Crockpot Hash Brown Breakfast Casserole

30 oz package of plain frozen hash brown (shredded) potatoes
1/2 onion, diced
1 green bell pepper, diced
1 red bell pepper diced
1 cup sliced mushrooms
1 cup shredded cheese (I used provolone)
12 eggs
1 cup skim milk (I used plain soymilk)
1 tsp kosher salt
1 tsp black pepper

Spray the inside of your crockpot with cooking spray. Pour in the whole package of hash browns.

In a bowl, mix the eggs with the milk, salt and pepper, cheese, diced peppers and mushrooms. Pour everything on top of the hash browns.

Cover and cook on low for 6-8 hours, This is done when the eggs are fully cooked and the edges start to brown a bit. If you want the cheese to brown and get a bit crispy on the sides, cook it longer. My crockpot cooks a little hot so I set it to simmer (just lower than low) for 8 hours. I set it just before going to bed and it was ready and delicious when we woke up and a huge hit with my kids. They weren't sure when they looked at it but after one bite they gobbled the rest up. The leftovers make yummy breakfast burritos with tortillas and salsa. This makes a lot, enough for 6 good size servings.

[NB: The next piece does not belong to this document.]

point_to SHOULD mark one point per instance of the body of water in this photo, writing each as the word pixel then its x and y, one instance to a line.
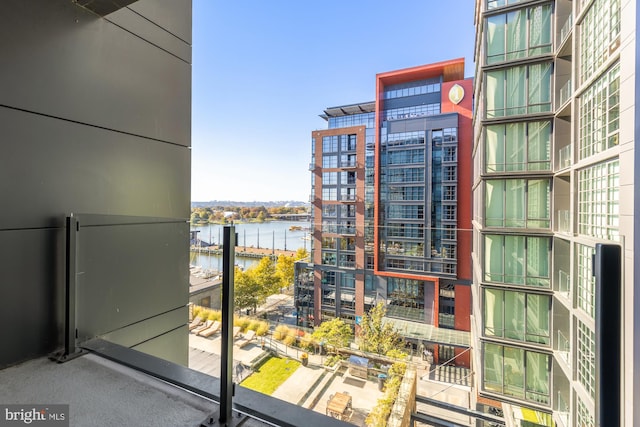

Sorry no picture - but as with most crockpot recipes it tastes better than it looks!


the mama monster said...

um yum! i will be trying this one day this week for sure...

Holly said...

Instead of using hashbrowns, I boiled 7 medium potatoes, peeled them, and then cut them in small chunks. This recipe is super easy to make!

Heather Martin said...

Just came across your recipe today, thank you so much for it! My daughter is a vegetarian and loves hashbrowns and this recipe will be perfect for our breakfast in the morning!